On Tue, Sep 6, 2022 at 2:48 PM Jason Gunthorpe jgg@nvidia.com wrote:
On Tue, Sep 06, 2022 at 12:38:44PM +0200, Christian König wrote:
Am 06.09.22 um 11:51 schrieb Christoph Hellwig:
+{
- struct vfio_pci_dma_buf *priv = dmabuf->priv;
- int rc;
- rc = pci_p2pdma_distance_many(priv->vdev->pdev, &attachment->dev, 1,
true);
This should just use pci_p2pdma_distance.
OK
- /*
- Since the memory being mapped is a device memory it could never be in
- CPU caches.
- */
DMA_ATTR_SKIP_CPU_SYNC doesn't even apply to dma_map_resource, not sure where this wisdom comes from.
Habana driver
I hate to throw the ball at someone else, but I actually copied the code from the amdgpu driver, from amdgpu_vram_mgr_alloc_sgt() iirc. And if you remember Jason, you asked why we use this specific define in the original review you did and I replied the following (to which you agreed and that's why we added the comment):
"The memory behind this specific dma-buf has *always* resided on the device itself, i.e. it lives only in the 'device' domain (after all, it maps a PCI bar address which points to the device memory). Therefore, it was never in the 'CPU' domain and hence, there is no need to perform a sync of the memory to the CPU's cache, as it was never inside that cache to begin with.
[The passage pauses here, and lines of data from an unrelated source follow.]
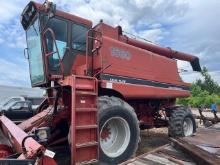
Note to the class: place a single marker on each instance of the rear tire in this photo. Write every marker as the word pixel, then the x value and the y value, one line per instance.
pixel 181 122
pixel 119 130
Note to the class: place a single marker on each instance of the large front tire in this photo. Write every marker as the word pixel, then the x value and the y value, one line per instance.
pixel 119 130
pixel 181 122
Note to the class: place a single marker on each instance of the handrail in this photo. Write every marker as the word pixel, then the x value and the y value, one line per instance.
pixel 52 52
pixel 95 49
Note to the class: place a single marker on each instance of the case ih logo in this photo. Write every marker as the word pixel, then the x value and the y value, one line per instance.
pixel 116 52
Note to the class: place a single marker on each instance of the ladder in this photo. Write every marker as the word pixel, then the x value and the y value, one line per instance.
pixel 84 121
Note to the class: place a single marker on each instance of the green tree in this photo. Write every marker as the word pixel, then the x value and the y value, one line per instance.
pixel 208 84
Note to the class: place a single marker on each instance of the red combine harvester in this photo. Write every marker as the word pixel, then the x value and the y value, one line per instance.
pixel 102 88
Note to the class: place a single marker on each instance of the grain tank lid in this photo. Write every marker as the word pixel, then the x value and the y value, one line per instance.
pixel 167 52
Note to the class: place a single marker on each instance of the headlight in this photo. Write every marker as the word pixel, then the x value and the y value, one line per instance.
pixel 42 134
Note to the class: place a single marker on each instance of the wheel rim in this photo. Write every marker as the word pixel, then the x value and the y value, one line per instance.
pixel 188 126
pixel 114 136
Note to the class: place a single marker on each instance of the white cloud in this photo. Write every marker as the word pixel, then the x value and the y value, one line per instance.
pixel 14 74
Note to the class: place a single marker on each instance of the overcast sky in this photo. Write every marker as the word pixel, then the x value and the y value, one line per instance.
pixel 191 26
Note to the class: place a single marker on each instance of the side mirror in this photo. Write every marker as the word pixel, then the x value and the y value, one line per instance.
pixel 15 108
pixel 26 53
pixel 50 7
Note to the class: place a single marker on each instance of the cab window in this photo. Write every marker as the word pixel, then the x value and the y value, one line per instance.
pixel 79 37
pixel 59 28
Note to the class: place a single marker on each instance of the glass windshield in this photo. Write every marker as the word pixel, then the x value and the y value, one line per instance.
pixel 59 28
pixel 79 37
pixel 35 54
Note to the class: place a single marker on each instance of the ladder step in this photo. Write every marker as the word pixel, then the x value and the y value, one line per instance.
pixel 86 93
pixel 87 127
pixel 87 144
pixel 86 110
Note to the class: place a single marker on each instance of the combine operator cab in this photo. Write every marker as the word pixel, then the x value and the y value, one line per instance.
pixel 54 39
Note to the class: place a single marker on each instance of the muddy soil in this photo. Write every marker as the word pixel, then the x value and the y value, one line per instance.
pixel 151 139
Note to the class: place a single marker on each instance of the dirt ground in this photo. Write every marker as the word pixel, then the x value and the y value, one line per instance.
pixel 153 138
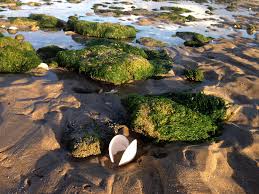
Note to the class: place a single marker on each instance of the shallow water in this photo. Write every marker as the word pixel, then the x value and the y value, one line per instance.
pixel 161 31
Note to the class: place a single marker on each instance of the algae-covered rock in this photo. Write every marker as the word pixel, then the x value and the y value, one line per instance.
pixel 251 29
pixel 151 42
pixel 16 56
pixel 101 30
pixel 46 21
pixel 172 17
pixel 23 22
pixel 19 37
pixel 194 39
pixel 8 41
pixel 177 10
pixel 111 61
pixel 195 75
pixel 209 105
pixel 163 118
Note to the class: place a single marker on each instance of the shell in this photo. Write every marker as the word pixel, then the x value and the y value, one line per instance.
pixel 129 153
pixel 121 143
pixel 117 144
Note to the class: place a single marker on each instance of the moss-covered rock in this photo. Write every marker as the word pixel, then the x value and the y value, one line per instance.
pixel 8 41
pixel 19 37
pixel 177 10
pixel 107 64
pixel 151 42
pixel 113 62
pixel 212 106
pixel 46 21
pixel 163 118
pixel 194 39
pixel 251 29
pixel 16 56
pixel 195 75
pixel 172 17
pixel 101 30
pixel 23 22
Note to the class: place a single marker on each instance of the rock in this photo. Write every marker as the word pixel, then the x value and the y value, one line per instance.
pixel 35 28
pixel 150 42
pixel 12 30
pixel 49 53
pixel 19 37
pixel 115 62
pixel 194 39
pixel 17 56
pixel 251 29
pixel 43 66
pixel 165 117
pixel 101 30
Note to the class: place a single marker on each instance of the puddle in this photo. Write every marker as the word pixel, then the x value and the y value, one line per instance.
pixel 163 32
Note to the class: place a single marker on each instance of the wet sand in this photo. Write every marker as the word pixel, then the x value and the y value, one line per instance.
pixel 34 110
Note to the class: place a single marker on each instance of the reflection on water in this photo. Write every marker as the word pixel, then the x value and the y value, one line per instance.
pixel 63 9
pixel 40 39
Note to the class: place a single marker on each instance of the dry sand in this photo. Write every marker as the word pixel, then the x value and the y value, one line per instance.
pixel 35 109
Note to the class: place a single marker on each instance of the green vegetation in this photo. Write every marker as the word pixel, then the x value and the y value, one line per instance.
pixel 172 17
pixel 151 42
pixel 177 10
pixel 22 21
pixel 114 62
pixel 45 21
pixel 194 39
pixel 7 1
pixel 101 30
pixel 16 56
pixel 212 106
pixel 19 37
pixel 251 29
pixel 184 117
pixel 195 75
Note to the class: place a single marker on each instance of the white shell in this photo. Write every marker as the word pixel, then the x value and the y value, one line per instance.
pixel 12 28
pixel 43 66
pixel 121 143
pixel 129 153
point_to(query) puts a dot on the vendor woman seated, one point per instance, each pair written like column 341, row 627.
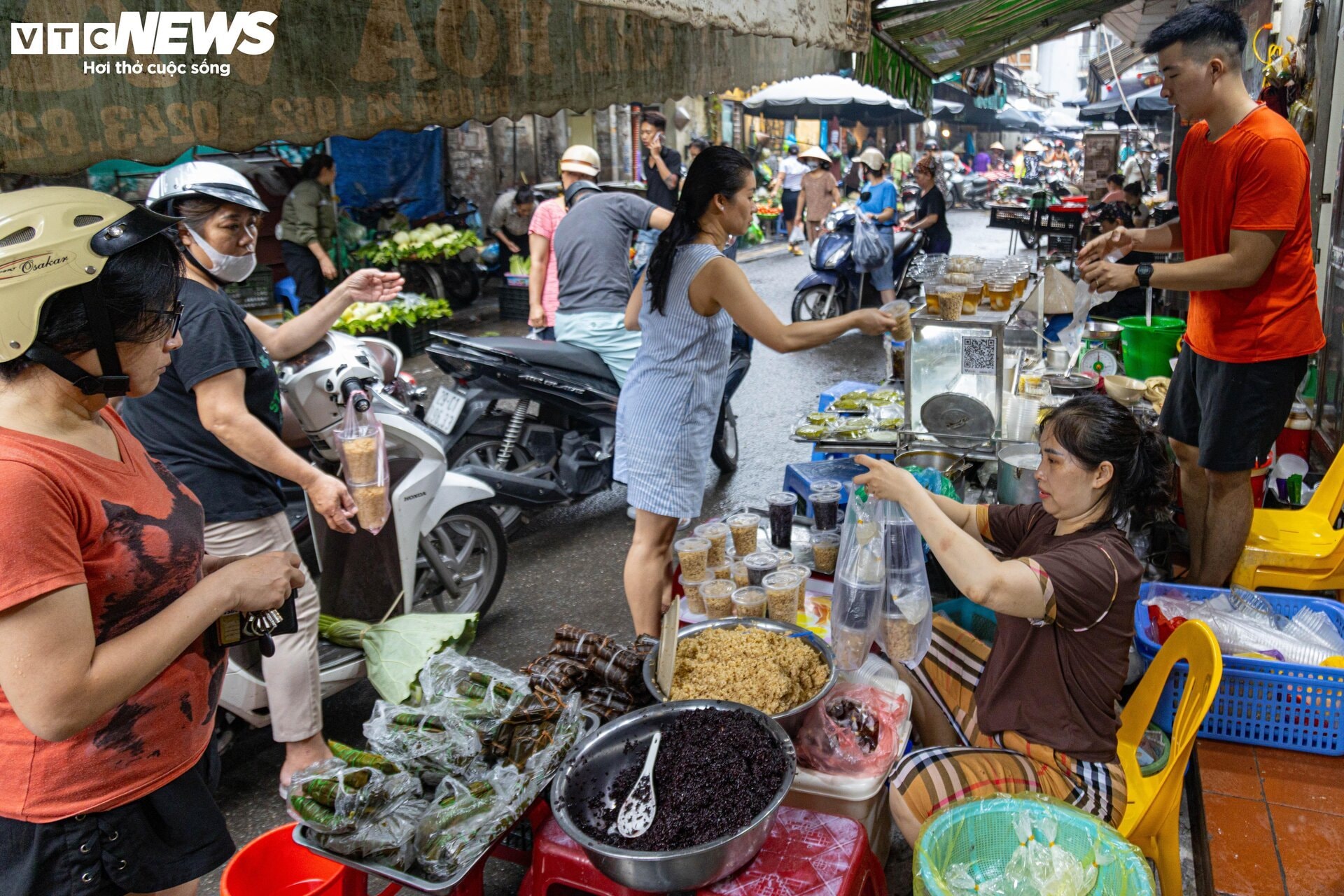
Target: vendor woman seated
column 1038, row 711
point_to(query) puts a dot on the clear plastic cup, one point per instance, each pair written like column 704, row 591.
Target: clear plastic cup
column 760, row 564
column 825, row 510
column 743, row 527
column 717, row 533
column 781, row 592
column 825, row 546
column 694, row 556
column 749, row 602
column 694, row 602
column 718, row 598
column 781, row 517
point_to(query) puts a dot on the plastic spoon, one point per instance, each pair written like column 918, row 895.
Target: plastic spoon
column 638, row 808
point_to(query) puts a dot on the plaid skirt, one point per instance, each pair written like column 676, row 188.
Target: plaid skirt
column 934, row 778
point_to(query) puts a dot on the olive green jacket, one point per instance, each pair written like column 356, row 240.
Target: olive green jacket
column 309, row 214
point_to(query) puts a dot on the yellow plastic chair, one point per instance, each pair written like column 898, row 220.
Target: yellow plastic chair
column 1152, row 805
column 1297, row 550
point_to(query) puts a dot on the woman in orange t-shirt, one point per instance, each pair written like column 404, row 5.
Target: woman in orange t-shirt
column 108, row 685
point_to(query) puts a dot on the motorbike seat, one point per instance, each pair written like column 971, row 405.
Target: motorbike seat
column 568, row 358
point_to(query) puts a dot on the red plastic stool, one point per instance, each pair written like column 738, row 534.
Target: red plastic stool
column 806, row 855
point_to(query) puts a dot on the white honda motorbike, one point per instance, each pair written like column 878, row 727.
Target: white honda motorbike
column 442, row 543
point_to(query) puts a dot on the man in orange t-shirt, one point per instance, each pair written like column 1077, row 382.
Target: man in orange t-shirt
column 1246, row 234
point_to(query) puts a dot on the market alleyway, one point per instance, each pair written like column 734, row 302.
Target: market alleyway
column 566, row 564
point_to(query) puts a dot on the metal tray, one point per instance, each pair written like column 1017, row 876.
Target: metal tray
column 414, row 881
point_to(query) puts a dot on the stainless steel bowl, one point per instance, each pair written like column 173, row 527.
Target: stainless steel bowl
column 790, row 720
column 594, row 763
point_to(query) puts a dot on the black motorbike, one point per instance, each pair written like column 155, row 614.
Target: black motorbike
column 537, row 419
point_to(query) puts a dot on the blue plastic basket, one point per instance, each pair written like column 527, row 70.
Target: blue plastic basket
column 1260, row 701
column 980, row 833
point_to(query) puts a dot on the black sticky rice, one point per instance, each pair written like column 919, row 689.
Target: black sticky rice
column 717, row 770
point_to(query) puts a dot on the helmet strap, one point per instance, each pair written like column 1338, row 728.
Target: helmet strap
column 113, row 383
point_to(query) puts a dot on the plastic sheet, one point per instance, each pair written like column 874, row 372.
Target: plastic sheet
column 854, row 731
column 1243, row 622
column 365, row 464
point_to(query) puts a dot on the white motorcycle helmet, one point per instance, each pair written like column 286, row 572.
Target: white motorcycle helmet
column 202, row 179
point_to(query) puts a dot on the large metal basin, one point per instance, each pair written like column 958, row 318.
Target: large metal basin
column 792, row 720
column 589, row 770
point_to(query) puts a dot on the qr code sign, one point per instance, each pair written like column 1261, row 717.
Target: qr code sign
column 977, row 355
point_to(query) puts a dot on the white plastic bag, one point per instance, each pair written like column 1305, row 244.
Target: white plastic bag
column 365, row 464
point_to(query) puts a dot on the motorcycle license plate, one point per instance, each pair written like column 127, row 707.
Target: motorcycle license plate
column 445, row 409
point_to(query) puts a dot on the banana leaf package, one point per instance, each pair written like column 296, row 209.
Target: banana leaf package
column 422, row 739
column 387, row 840
column 335, row 797
column 452, row 676
column 398, row 649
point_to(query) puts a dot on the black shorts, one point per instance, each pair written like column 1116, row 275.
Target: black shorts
column 168, row 837
column 1233, row 413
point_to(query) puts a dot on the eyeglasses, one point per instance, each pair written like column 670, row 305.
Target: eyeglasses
column 174, row 316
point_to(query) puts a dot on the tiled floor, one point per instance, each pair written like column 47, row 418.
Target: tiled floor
column 1276, row 820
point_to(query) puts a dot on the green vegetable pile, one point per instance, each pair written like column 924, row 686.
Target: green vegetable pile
column 428, row 244
column 407, row 308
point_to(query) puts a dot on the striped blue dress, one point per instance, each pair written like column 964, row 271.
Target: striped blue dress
column 670, row 403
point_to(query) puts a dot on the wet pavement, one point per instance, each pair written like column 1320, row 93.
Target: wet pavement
column 565, row 564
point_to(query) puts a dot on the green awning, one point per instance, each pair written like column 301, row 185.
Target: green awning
column 917, row 42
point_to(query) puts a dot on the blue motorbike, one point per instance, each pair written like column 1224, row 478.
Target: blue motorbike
column 835, row 286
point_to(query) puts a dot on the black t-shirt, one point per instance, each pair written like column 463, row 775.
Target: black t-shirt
column 933, row 203
column 659, row 192
column 214, row 340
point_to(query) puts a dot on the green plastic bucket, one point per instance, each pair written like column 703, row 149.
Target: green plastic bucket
column 1148, row 349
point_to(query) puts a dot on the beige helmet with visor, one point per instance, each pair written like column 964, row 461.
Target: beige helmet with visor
column 54, row 238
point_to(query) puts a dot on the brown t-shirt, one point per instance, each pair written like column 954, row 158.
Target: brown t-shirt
column 1056, row 681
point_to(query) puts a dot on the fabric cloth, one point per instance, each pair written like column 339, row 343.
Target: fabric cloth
column 592, row 251
column 670, row 405
column 505, row 216
column 657, row 191
column 820, row 195
column 131, row 533
column 601, row 332
column 932, row 203
column 545, row 220
column 1057, row 681
column 308, row 214
column 1233, row 413
column 1254, row 178
column 309, row 284
column 882, row 195
column 645, row 242
column 167, row 837
column 216, row 340
column 293, row 690
column 902, row 164
column 934, row 778
column 790, row 172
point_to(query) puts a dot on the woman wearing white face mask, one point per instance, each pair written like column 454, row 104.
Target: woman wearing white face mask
column 216, row 419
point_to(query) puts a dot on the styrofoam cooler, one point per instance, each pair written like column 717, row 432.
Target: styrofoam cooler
column 864, row 799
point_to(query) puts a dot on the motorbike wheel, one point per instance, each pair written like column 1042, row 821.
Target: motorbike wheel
column 724, row 450
column 483, row 450
column 472, row 548
column 422, row 279
column 461, row 284
column 812, row 304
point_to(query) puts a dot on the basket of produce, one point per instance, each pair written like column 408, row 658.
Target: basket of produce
column 720, row 777
column 1028, row 844
column 442, row 780
column 765, row 664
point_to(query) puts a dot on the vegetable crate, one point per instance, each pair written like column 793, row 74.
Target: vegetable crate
column 413, row 339
column 1260, row 701
column 514, row 304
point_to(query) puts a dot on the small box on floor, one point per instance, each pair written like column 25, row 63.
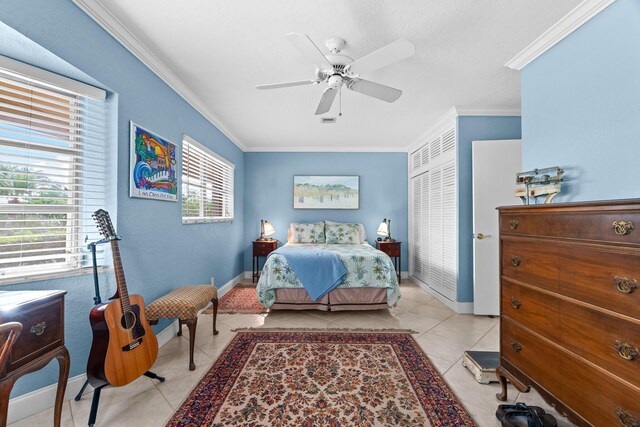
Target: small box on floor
column 482, row 365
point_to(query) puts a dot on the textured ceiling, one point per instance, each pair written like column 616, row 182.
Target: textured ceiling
column 221, row 49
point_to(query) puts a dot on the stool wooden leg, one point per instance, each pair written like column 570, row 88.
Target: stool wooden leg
column 215, row 314
column 191, row 324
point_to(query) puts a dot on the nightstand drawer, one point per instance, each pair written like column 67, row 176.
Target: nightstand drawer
column 42, row 331
column 264, row 248
column 391, row 249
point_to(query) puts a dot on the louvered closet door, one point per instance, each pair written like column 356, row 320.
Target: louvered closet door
column 449, row 224
column 416, row 227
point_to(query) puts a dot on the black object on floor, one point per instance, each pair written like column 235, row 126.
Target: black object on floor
column 521, row 415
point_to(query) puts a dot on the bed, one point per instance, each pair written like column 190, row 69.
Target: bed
column 370, row 281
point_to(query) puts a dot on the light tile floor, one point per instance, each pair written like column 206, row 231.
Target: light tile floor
column 443, row 335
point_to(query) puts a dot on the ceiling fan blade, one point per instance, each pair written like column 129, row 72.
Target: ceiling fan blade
column 287, row 84
column 326, row 101
column 376, row 90
column 387, row 55
column 309, row 50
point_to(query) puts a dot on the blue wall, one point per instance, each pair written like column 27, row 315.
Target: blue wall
column 581, row 107
column 158, row 252
column 474, row 129
column 269, row 193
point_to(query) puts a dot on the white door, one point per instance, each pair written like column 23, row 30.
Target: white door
column 495, row 165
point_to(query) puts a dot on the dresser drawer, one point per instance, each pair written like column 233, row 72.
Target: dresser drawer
column 597, row 396
column 600, row 338
column 576, row 225
column 533, row 356
column 607, row 277
column 42, row 331
column 533, row 309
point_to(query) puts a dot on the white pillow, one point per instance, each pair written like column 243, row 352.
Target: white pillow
column 363, row 234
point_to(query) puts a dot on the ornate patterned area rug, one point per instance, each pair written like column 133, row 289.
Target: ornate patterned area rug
column 322, row 378
column 242, row 298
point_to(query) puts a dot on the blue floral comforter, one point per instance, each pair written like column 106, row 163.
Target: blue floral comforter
column 366, row 267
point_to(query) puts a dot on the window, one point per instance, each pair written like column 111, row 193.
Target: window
column 207, row 184
column 52, row 170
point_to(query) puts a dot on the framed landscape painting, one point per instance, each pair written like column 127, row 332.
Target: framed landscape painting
column 326, row 192
column 153, row 166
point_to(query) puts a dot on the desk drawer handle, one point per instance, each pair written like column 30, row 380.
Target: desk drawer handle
column 627, row 351
column 515, row 345
column 38, row 328
column 626, row 285
column 626, row 419
column 622, row 228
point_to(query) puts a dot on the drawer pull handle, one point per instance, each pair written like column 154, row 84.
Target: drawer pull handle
column 626, row 419
column 38, row 328
column 626, row 285
column 515, row 345
column 627, row 351
column 622, row 228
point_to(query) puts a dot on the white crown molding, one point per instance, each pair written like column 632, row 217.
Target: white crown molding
column 347, row 149
column 118, row 31
column 460, row 111
column 561, row 29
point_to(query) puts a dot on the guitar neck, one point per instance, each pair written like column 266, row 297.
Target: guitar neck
column 120, row 281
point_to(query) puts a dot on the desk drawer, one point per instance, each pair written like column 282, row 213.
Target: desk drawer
column 42, row 331
column 576, row 225
column 599, row 275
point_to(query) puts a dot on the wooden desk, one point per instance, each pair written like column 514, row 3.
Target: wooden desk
column 261, row 248
column 42, row 316
column 394, row 250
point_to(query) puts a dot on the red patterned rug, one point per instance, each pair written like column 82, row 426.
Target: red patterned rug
column 322, row 378
column 242, row 298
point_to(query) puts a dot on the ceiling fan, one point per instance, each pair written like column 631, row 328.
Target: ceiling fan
column 336, row 69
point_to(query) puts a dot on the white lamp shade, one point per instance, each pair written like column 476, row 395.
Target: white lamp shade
column 383, row 230
column 268, row 229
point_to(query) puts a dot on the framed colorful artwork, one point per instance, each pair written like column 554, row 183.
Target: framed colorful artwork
column 152, row 172
column 326, row 192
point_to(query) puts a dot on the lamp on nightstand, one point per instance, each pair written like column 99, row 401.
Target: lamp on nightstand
column 385, row 230
column 266, row 229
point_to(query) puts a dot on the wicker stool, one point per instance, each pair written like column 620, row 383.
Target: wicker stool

This is not the same case as with regular memory which is dma-mapped and then copied into the device using a dma engine. In that case, the memory started in the 'CPU' domain and moved to the 'device' domain. When it is unmapped it will indeed be recycled to be used for another purpose and therefore we need to sync the CPU cache."
Oded
- dma_addr = dma_map_resource(
attachment->dev,
pci_resource_start(priv->vdev->pdev, priv->index) +
priv->offset,
priv->dmabuf->size, dir, DMA_ATTR_SKIP_CPU_SYNC);
This is not how P2P addresses are mapped. You need to use dma_map_sgtable and have the proper pgmap for it.
The problem is once more that this is MMIO space, in other words register BARs which needs to be exported/imported.
Adding struct pages for it generally sounds like the wrong approach here. You can't even access this with the CPU or would trigger potentially unwanted hardware actions.
Right, this whole thing is the "standard" that dmabuf has adopted instead of the struct pages. Once the AMD GPU driver started doing this some time ago other drivers followed.
Now we have struct pages, almost, but I'm not sure if their limits are compatible with VFIO? This has to work for small bars as well.